Je crois en effet que les artistes ont ce pouvoir mystérieux de donner à voir ce qui resterait invisible ou inaudible sans eux, que la révélation dont ils ont la charge, lourde et subtile, est une capacité extraordinaire et irremplaçable.
De ce fait, selon moi, cette relation à l’invisible est bien de l’ordre du sacré. En se mettant à la disposition des forces supérieures qui nous régissent, l’objet créé, grâce ou malgré soi, survient.
La collection d’art africain que j’ai commencée à constituer a d’abord engrangé des objets tribaux, choisis pour leur force ou leur intérêt plastique plutôt que pour leur signification intrinsèque au sein des groupes ethniques dont ils sont issus — cette connaissance ethnologique n’étant pas mon focus principal.
Tous ces objets sont venus constituer une famille nombreuse où les dialogues sont riches et parfois tonitruants, selon la manière dont les objets sont mis en corrélation.
Elle s’est étoffée au fil des années de très nombreuses pièces qui ont porté mon imaginaire artistique et ouvert un champ d’exploration élargi à toutes les cultures du monde, au vocabulaire de formes infini.
En 2018, alors que je participais avec Pascal Lacombe à une exposition à Beyrouth, j’ai découvert avec surprise et beaucoup d’intérêt les œuvres exposées par la galerie mitoyenne de la nôtre, et en particulier celles de l’artiste Marc Padeu.
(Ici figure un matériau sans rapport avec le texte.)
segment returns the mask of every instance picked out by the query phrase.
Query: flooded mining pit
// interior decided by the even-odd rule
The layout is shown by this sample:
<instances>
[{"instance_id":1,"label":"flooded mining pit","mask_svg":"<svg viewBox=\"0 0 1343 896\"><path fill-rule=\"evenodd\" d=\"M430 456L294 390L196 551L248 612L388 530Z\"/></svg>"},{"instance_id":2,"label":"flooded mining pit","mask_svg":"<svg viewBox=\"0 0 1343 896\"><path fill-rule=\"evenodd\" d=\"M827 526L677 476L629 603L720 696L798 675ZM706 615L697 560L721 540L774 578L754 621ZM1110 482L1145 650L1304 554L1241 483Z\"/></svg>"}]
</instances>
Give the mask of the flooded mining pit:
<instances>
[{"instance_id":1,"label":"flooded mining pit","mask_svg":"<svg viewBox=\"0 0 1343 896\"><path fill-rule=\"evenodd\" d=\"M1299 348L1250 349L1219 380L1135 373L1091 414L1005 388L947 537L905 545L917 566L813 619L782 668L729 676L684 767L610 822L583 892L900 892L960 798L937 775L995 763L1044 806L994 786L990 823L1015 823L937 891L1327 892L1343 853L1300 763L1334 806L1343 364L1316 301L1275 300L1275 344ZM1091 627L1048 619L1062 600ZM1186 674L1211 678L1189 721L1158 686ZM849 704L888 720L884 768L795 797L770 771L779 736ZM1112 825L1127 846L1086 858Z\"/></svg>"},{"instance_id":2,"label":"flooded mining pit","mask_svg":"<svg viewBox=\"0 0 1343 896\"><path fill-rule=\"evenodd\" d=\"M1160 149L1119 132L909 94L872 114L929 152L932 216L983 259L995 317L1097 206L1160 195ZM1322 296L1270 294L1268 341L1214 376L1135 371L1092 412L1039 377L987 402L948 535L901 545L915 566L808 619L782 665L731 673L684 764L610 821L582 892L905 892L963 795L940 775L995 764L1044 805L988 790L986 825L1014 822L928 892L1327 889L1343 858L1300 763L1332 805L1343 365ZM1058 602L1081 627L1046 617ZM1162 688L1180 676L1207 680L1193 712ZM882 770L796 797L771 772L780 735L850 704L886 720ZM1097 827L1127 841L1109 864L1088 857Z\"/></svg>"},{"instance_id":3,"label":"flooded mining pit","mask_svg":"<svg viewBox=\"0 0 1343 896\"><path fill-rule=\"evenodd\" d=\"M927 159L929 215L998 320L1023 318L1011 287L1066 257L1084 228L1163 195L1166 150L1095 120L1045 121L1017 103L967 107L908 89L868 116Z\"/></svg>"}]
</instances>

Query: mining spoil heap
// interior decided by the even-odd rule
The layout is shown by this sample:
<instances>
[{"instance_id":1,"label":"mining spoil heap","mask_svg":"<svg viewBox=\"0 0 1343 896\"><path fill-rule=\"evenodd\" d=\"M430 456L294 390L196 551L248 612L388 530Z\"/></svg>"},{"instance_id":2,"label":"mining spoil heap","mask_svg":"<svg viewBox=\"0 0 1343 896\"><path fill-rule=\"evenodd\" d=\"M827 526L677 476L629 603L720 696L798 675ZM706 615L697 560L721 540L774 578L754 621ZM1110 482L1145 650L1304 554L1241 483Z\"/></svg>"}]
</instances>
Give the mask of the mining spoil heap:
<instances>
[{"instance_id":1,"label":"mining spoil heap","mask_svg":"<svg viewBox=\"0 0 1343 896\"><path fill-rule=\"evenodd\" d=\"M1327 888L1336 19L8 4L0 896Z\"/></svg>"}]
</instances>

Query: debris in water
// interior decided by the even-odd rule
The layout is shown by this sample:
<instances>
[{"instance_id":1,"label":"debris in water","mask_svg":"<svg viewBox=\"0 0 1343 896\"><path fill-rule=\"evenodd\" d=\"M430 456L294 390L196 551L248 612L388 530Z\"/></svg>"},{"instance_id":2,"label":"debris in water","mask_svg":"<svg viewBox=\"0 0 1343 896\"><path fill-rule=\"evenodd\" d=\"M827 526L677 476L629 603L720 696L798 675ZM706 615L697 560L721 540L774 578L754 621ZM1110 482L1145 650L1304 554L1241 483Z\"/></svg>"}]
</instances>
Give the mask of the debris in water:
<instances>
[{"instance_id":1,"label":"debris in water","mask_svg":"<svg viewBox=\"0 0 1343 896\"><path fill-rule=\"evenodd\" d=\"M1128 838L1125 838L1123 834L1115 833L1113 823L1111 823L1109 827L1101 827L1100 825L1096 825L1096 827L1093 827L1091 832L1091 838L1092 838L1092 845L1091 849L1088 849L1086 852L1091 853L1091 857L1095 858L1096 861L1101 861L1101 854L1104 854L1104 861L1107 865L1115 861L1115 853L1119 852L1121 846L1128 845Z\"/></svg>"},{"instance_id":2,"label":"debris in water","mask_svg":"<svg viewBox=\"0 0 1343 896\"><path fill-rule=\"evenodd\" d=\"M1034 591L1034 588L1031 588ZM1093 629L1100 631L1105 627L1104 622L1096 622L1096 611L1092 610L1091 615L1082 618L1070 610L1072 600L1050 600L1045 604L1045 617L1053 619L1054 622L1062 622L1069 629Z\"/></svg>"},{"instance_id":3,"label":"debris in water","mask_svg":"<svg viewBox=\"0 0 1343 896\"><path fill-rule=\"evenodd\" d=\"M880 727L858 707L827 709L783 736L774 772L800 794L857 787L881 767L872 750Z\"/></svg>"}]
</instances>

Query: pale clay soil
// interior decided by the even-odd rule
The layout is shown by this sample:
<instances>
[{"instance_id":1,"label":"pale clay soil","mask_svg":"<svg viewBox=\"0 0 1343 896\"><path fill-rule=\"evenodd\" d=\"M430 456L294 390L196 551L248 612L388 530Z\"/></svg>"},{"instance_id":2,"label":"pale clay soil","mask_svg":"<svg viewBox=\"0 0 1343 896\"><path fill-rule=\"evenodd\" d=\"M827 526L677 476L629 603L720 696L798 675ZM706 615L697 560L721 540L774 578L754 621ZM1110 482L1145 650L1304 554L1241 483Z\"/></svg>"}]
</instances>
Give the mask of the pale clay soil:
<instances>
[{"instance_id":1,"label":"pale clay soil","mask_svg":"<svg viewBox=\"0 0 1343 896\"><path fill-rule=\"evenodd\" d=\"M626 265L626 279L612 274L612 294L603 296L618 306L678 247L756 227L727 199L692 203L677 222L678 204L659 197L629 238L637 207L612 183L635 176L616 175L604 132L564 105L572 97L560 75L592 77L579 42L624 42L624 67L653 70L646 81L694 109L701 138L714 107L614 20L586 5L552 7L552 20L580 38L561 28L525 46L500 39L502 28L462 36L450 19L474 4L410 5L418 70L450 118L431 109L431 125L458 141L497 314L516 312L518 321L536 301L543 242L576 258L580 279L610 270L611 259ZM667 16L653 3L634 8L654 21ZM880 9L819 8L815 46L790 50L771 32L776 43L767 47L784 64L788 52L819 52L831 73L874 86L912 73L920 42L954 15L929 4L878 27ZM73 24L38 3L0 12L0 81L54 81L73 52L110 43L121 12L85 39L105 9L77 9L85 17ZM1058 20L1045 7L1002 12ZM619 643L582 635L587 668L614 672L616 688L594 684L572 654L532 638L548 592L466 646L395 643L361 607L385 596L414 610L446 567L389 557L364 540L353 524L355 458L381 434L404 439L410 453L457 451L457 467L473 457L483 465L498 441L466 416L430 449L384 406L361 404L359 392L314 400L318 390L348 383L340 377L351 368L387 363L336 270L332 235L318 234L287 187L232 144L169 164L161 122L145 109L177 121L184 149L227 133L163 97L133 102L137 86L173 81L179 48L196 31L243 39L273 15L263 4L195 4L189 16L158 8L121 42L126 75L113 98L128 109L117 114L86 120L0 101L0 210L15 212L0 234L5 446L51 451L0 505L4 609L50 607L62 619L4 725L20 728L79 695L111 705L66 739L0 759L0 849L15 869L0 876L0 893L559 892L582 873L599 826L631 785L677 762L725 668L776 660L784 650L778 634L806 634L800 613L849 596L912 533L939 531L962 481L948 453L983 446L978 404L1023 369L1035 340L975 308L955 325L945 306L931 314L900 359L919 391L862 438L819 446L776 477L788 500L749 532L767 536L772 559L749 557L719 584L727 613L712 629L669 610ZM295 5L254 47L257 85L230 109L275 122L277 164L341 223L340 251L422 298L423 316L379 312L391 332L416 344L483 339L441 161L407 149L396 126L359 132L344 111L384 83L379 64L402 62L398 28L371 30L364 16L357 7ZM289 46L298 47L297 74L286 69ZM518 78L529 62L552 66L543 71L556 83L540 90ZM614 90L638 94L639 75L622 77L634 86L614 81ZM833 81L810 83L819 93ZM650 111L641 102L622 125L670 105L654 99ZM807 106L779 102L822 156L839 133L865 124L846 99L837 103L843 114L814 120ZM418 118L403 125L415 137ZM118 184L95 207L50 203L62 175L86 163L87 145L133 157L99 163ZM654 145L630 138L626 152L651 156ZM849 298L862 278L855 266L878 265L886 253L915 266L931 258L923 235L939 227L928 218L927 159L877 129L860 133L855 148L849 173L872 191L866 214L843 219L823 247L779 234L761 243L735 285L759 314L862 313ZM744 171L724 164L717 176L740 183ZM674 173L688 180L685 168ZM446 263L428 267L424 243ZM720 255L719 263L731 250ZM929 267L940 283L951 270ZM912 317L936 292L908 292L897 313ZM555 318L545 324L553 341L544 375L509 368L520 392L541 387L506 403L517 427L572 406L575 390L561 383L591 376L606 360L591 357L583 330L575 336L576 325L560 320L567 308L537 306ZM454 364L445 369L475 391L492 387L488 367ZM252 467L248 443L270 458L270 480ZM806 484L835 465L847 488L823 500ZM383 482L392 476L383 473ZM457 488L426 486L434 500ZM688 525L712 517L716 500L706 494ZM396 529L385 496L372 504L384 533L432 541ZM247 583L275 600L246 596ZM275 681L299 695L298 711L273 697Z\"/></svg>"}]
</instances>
J’ai pu les acquérir grâce à l’accompagnement de la galeriste camerounaise Diane N’Gako. Ces œuvres ont été, en quelque sorte, ambassadrices d’un ensemble qui, depuis, est venu s’agréger autour d’elles.
Il me semble, sans tomber dans une quelconque généralité caricaturale, que les artistes contemporains africains portent à la fois les traditions ancestrales qui les habitent encore — et qu’ils illustrent plus ou moins consciemment —, et cette appétence pour le monde dit « occidental », qui, étrangement, les attire.
Plus curieusement encore : alors que l’histoire retenait et reconnaissait aux artistes noirs des talents incontestables pour la musique, le chant, la danse, la sculpture, etc. — autant d’expressions dont ils ont comblé le monde —, la peinture semblait exclue des champs communément admis de leurs compétences, à quelques rares exceptions près.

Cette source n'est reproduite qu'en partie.